Republican statecraft since Dante Alighieri has viewed the purpose of language to be the empowering of a people to impart and receive, in the words of P.B. Shelley’s “In Defence of Poetry,” profound and impassioned conceptions respecting man and nature. A democratic republic can not long survive unless most members of the nation’s electorate, as well as its statesmen and other policy-influentials, share a common use of a literate language developed to communicate profound and scientifically rigorous thought respecting the consequences of choices of public policy.
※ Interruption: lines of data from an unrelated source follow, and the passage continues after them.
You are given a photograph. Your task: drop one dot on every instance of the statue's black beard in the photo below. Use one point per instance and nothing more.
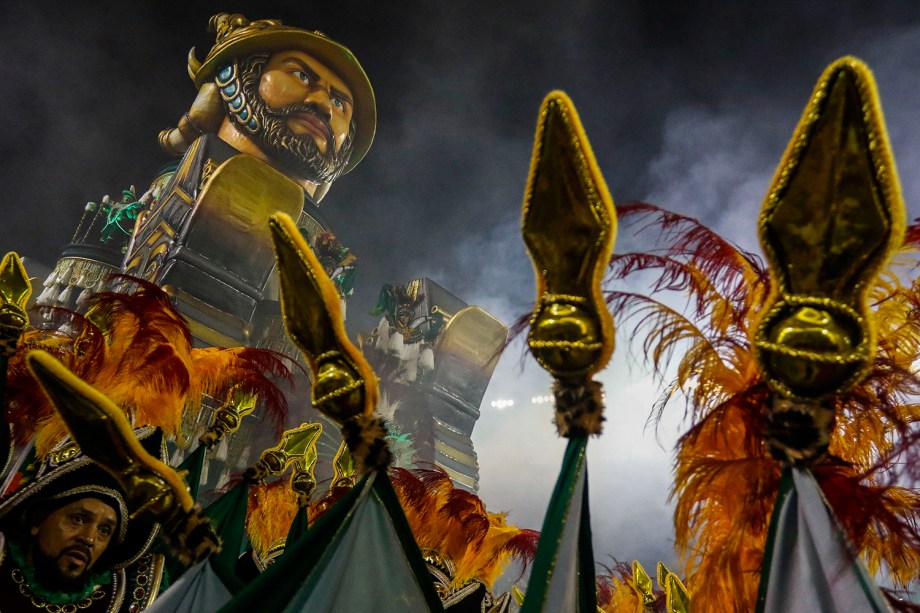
(48, 574)
(298, 155)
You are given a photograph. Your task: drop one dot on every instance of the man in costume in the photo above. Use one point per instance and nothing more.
(67, 539)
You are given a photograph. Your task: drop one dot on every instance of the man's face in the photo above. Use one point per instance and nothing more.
(294, 78)
(67, 543)
(304, 112)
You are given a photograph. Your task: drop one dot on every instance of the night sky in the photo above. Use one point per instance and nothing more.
(687, 105)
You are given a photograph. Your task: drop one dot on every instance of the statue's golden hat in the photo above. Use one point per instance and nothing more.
(238, 37)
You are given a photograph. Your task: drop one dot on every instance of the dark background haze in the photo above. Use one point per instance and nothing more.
(687, 105)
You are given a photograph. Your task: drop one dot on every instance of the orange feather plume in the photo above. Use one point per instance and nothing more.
(725, 480)
(270, 511)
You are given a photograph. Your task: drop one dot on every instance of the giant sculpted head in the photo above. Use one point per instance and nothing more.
(294, 98)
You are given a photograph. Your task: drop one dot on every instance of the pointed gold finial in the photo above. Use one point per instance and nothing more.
(303, 479)
(15, 290)
(831, 219)
(344, 386)
(569, 226)
(296, 444)
(643, 584)
(229, 416)
(343, 466)
(676, 596)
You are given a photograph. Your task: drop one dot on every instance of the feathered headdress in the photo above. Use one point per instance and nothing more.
(725, 478)
(137, 350)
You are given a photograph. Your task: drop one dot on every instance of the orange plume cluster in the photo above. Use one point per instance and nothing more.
(137, 350)
(725, 480)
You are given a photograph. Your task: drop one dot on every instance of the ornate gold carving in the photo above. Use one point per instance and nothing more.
(569, 227)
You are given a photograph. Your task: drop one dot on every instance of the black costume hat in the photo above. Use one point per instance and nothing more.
(66, 473)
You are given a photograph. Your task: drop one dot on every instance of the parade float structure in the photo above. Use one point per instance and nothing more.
(799, 376)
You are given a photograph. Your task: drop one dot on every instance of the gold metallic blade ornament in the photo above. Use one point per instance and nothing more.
(343, 468)
(642, 583)
(830, 221)
(303, 478)
(295, 444)
(104, 435)
(677, 598)
(15, 290)
(569, 226)
(344, 385)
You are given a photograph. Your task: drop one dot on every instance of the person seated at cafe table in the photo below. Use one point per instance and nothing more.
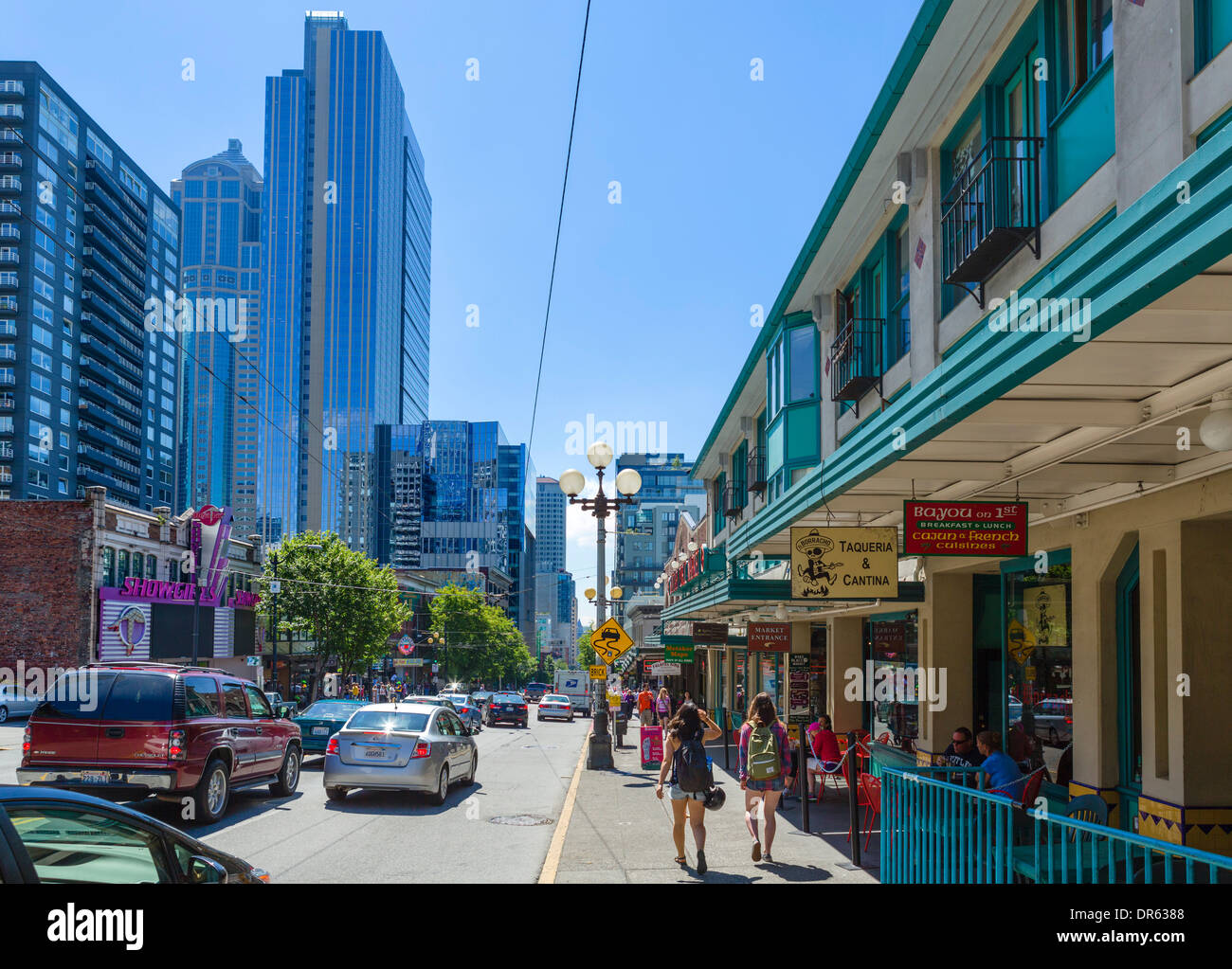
(1001, 771)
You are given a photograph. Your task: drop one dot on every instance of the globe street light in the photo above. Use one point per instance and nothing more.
(628, 483)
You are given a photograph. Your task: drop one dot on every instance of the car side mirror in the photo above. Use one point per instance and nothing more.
(206, 870)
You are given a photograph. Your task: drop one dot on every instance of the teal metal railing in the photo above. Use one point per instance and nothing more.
(940, 833)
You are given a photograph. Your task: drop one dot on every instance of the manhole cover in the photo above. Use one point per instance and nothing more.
(520, 820)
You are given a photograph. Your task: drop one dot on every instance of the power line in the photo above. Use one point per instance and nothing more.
(555, 247)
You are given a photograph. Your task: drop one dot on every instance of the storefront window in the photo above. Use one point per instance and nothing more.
(892, 643)
(1039, 664)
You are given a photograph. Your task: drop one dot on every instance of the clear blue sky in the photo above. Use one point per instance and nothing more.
(721, 176)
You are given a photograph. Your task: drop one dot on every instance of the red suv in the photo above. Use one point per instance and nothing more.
(186, 734)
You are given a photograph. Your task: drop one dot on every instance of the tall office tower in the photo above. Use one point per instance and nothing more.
(89, 254)
(550, 509)
(346, 257)
(647, 530)
(220, 200)
(450, 496)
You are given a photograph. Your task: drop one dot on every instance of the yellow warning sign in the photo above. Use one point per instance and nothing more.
(610, 640)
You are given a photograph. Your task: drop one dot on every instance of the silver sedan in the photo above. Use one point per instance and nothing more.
(401, 746)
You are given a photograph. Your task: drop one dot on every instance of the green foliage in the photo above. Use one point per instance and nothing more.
(586, 652)
(480, 641)
(348, 604)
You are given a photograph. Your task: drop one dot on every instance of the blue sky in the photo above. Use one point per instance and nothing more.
(721, 176)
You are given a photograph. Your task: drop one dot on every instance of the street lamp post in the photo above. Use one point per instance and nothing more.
(628, 481)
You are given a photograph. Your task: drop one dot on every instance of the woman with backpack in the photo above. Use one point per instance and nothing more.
(764, 770)
(686, 738)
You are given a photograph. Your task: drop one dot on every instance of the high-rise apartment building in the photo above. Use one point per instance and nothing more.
(645, 530)
(550, 533)
(89, 261)
(346, 255)
(220, 200)
(452, 496)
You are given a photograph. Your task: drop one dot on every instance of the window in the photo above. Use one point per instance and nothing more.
(233, 701)
(73, 846)
(201, 697)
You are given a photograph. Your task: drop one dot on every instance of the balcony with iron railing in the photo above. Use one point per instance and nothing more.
(990, 212)
(857, 361)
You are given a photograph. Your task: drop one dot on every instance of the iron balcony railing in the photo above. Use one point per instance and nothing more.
(990, 212)
(939, 833)
(857, 358)
(756, 469)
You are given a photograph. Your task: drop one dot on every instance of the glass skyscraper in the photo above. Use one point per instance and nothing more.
(220, 198)
(454, 496)
(346, 259)
(89, 258)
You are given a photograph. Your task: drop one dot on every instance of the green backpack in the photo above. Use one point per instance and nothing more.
(764, 758)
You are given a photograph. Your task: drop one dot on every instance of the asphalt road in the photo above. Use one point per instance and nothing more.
(386, 836)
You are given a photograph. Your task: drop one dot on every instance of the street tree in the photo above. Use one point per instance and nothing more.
(341, 599)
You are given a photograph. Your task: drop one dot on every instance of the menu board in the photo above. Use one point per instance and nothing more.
(797, 687)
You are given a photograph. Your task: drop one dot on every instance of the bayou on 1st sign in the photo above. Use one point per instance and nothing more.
(610, 640)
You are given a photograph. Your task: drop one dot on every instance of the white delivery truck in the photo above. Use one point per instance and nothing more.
(574, 685)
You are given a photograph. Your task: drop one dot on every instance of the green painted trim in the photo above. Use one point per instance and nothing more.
(1146, 251)
(900, 73)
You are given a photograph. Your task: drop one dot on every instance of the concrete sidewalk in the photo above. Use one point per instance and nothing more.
(619, 832)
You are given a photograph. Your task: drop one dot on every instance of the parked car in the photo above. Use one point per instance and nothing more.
(506, 709)
(321, 721)
(1054, 721)
(16, 702)
(555, 705)
(467, 709)
(401, 746)
(126, 730)
(72, 838)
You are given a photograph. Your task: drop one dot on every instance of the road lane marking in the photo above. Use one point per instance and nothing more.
(553, 853)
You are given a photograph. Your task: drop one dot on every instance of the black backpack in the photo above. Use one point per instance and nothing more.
(693, 771)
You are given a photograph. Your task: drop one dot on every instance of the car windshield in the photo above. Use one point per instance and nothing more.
(389, 722)
(325, 709)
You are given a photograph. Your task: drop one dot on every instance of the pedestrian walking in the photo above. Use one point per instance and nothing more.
(686, 736)
(764, 763)
(644, 701)
(663, 709)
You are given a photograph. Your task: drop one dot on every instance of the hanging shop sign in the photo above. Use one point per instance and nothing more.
(710, 635)
(769, 637)
(702, 562)
(844, 563)
(987, 529)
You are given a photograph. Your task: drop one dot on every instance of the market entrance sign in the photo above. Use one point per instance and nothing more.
(986, 529)
(844, 563)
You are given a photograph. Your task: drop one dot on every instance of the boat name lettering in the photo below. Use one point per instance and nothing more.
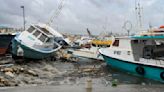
(31, 38)
(117, 52)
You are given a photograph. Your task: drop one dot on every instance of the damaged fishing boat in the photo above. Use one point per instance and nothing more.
(37, 42)
(141, 55)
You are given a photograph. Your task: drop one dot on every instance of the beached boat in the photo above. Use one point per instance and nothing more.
(5, 42)
(90, 49)
(37, 42)
(141, 55)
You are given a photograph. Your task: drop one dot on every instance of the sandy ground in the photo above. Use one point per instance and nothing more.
(64, 76)
(81, 88)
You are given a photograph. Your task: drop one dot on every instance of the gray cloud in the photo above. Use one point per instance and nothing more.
(77, 15)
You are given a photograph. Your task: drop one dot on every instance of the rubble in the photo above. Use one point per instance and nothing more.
(45, 72)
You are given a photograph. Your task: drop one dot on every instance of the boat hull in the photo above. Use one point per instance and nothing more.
(5, 42)
(28, 52)
(147, 71)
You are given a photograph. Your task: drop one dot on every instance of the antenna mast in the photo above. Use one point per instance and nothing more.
(56, 13)
(138, 9)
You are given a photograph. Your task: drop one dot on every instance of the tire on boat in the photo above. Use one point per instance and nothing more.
(140, 70)
(162, 75)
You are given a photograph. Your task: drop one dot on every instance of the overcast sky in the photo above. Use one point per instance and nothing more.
(77, 15)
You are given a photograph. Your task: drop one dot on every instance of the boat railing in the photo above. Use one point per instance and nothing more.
(152, 34)
(152, 61)
(46, 46)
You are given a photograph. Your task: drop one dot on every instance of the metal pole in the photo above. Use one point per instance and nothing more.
(23, 17)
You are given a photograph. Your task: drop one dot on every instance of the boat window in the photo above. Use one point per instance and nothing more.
(36, 33)
(135, 41)
(116, 43)
(31, 29)
(42, 37)
(44, 30)
(49, 40)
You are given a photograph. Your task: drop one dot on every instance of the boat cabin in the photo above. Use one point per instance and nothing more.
(140, 47)
(41, 33)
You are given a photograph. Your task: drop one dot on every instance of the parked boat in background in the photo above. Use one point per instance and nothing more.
(90, 49)
(5, 43)
(141, 55)
(37, 42)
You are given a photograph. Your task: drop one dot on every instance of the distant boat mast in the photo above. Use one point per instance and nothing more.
(138, 9)
(56, 13)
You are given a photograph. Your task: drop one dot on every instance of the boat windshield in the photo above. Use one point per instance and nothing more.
(42, 37)
(116, 43)
(30, 29)
(44, 30)
(36, 33)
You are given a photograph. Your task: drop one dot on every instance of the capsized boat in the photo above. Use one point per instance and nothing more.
(141, 55)
(5, 42)
(37, 42)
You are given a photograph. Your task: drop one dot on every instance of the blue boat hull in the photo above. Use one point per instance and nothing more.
(28, 52)
(147, 71)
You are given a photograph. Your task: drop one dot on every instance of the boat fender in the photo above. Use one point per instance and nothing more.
(162, 75)
(140, 70)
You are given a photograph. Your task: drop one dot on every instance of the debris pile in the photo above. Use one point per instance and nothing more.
(45, 72)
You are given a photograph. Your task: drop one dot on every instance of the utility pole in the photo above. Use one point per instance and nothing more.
(23, 17)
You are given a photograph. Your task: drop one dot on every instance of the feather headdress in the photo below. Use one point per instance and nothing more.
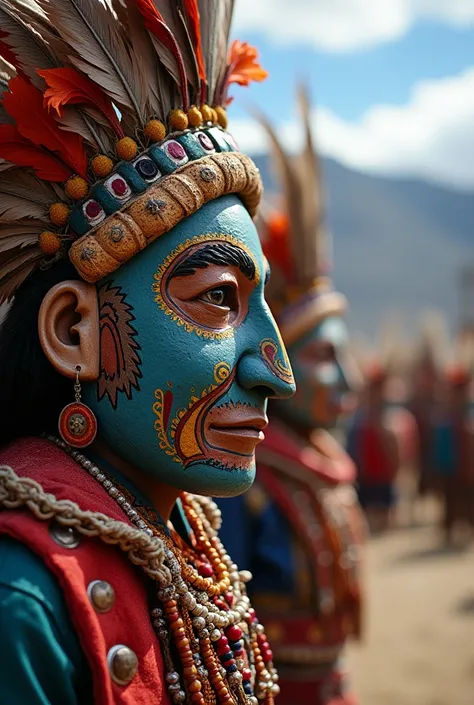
(294, 239)
(105, 101)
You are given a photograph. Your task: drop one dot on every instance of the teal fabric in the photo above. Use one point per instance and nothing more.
(42, 662)
(446, 449)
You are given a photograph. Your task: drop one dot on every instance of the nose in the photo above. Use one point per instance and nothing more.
(265, 366)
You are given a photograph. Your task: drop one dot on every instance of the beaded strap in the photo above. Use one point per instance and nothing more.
(142, 550)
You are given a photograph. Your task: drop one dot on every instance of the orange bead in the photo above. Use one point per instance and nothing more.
(102, 165)
(59, 214)
(77, 188)
(178, 120)
(49, 242)
(221, 116)
(194, 116)
(206, 113)
(190, 671)
(126, 148)
(155, 131)
(195, 686)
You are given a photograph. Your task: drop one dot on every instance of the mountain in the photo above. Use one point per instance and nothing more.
(398, 244)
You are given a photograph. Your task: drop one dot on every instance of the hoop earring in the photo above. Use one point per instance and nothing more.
(77, 423)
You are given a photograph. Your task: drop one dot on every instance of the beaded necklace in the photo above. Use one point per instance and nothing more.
(214, 648)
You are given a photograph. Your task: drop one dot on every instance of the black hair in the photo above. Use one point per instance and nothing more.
(221, 253)
(32, 392)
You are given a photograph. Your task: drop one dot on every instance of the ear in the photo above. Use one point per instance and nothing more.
(68, 327)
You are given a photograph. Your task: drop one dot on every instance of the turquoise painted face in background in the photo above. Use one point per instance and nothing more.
(319, 364)
(190, 354)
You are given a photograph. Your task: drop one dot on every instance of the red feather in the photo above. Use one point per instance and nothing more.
(192, 10)
(155, 24)
(18, 150)
(24, 103)
(69, 87)
(7, 53)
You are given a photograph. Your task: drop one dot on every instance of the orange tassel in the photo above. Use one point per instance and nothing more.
(24, 103)
(17, 149)
(243, 65)
(69, 87)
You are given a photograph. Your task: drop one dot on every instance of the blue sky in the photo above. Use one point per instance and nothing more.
(350, 83)
(393, 81)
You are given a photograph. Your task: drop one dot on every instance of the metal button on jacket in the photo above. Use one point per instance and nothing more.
(101, 594)
(65, 536)
(123, 664)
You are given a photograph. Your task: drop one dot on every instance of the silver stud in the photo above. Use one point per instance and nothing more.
(65, 536)
(245, 576)
(102, 595)
(123, 664)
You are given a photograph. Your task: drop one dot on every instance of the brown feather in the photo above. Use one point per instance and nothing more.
(98, 47)
(88, 125)
(308, 168)
(292, 192)
(144, 57)
(27, 45)
(172, 19)
(215, 17)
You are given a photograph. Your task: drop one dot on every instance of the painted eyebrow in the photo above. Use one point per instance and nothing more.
(221, 253)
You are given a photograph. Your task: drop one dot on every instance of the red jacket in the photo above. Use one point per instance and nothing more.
(128, 622)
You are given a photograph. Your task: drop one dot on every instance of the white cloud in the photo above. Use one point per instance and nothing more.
(431, 137)
(344, 25)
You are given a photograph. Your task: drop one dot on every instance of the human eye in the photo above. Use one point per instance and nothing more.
(222, 296)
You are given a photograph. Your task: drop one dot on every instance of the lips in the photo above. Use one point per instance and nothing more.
(235, 429)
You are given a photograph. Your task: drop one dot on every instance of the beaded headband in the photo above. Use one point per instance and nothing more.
(107, 134)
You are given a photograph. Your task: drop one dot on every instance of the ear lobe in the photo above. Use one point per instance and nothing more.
(68, 327)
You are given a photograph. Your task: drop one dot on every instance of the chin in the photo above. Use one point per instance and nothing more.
(216, 479)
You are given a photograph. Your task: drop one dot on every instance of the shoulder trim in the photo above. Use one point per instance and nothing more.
(142, 550)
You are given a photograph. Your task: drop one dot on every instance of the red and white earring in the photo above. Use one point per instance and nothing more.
(77, 423)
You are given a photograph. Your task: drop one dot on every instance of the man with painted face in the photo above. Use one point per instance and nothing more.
(304, 526)
(134, 357)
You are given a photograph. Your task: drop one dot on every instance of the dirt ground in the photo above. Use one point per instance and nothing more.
(419, 643)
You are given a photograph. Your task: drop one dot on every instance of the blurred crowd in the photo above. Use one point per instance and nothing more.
(411, 435)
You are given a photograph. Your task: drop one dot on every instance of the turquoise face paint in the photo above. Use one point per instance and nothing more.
(318, 362)
(190, 354)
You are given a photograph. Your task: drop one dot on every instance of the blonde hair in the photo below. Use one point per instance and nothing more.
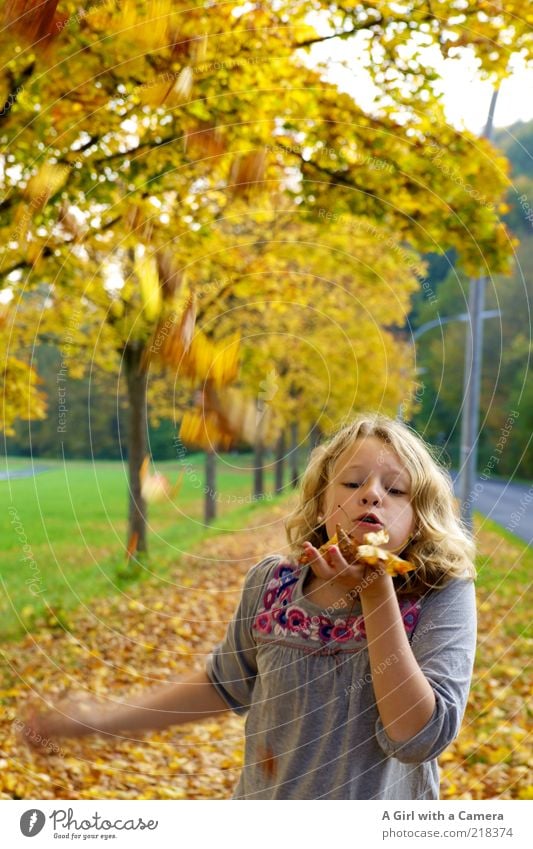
(441, 547)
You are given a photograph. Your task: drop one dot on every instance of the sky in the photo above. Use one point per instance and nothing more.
(466, 97)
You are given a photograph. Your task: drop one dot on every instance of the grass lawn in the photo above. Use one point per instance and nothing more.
(70, 524)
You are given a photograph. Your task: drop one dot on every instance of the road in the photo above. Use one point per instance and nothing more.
(509, 504)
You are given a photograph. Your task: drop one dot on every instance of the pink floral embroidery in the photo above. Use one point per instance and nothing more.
(282, 618)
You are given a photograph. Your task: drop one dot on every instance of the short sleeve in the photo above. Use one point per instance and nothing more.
(231, 666)
(444, 644)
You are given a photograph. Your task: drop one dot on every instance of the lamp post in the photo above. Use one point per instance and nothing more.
(438, 322)
(472, 375)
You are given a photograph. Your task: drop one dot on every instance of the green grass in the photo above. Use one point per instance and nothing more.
(72, 519)
(504, 571)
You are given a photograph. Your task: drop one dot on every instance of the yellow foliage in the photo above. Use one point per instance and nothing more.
(45, 183)
(146, 271)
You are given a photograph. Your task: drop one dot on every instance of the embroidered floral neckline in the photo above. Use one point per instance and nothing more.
(281, 616)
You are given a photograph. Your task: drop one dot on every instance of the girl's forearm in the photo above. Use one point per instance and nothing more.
(172, 704)
(404, 696)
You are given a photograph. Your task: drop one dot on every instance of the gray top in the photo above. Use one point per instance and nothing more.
(302, 677)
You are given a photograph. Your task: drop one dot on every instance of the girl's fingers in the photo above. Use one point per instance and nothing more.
(319, 564)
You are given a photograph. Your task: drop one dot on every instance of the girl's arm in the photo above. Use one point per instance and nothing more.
(172, 704)
(404, 696)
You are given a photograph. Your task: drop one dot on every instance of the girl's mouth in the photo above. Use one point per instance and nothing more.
(369, 525)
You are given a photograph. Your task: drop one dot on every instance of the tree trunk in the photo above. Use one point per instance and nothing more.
(314, 436)
(293, 454)
(210, 501)
(136, 379)
(280, 457)
(259, 487)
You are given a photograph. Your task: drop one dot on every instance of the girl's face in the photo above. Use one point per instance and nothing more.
(368, 478)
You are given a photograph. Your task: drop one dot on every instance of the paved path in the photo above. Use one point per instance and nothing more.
(509, 504)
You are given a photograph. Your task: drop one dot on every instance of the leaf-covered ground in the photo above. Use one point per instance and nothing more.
(164, 629)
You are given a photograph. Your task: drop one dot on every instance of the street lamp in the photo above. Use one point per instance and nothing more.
(464, 482)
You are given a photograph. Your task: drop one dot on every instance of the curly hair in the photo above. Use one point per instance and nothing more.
(441, 547)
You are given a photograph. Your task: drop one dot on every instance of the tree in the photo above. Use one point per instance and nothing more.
(132, 195)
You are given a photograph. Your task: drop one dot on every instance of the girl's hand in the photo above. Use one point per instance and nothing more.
(71, 717)
(354, 578)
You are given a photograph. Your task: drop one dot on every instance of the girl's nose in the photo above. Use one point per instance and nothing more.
(369, 492)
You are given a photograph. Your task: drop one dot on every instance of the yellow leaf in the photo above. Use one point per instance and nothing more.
(146, 271)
Until such a condition of the general electorate is achieved, every republic continues to be threatened from within by the danger that the irrational passions of an underdeveloped popular majority might wreck those institutions of government and policy on which the progress and survival of that nation depends.

—Lyndon LaRouche, “Religion, Science and Statecraft: New Directions in Indo-European Philology,” available here.

The advanced deliberations and resultant policy recommendations required to wrest control from the grip of the doomed semi-literates of the trans-Atlantic “zombie dollar” sector, before they bring about—including accidentally—a thermonuclear obliteration they might not even suspect, must be put on a fast track. The world cannot wait. A system of conferences and public discourse that can override the antics of Foggy Bottom and Vauxhall Cross, headquarters of the State Department and MI6 respectively, must be employed by free thinking citizens and representatives of institutions. Deliberations, informed by the “profound and scientifically rigorous thought” of which LaRouche speaks, must not be secret, but available to each and every citizen anywhere in the world who recognizes not only how directly he or she is affected by world events, but also, how those events may be altered by even one individual fortified with “the whole armor of truth.”

If hundreds, or even scores of such discussions, both going into and coming out of the upcoming April 15-16 conference are now provoked by our movement, whether in the form of interventions, street discussions, or blog posts and virtual programs, that can become the process by means of which the democratic republic might yet still be saved. That agapic principle of bringing the democratic republic back to life through creative nonviolent direct action, must first be reintroduced into an Anglosphere now dominated by thought-control and proto-dictatorship, like in the 1930s, in almost every “Western” nation. That can only be done by the vigorous calling to public account of the “masters of the universe” who have failed, and by providing the solutions they refused to devise or adopt.

A “world town hall” discussion will take place Saturday-Sunday, April 15-16, sponsored by the Schiller Institute. Titled, “Without the Development of All Nations, There Can Be No Lasting Peace for the Planet,” it will convene more than a thousand participants from many nations. Their united voices and actions can incite a shift from the march of folly toward a Malthusian dead end in economics, science and culture, to a narrow path out of the “dark wood” of self-inflicted poverty, violence and despair now epidemic in the once-prosperous “developed world.”

To aid in the organizing for this conference, please pre-register today at the Schiller Institute site.

Also, before next week, and in the spirit of the Passover/Easter/Ramadan season, here is a spiritual exercise proposed for all. Pick a nation not your own, and with which you have little familiarity. Then ask, and try to answer: “How would a new security and development architecture change this country for the better?” Then you are thinking and working in the complex domain that will indeed ensure not only others’, but your own durable survival as well.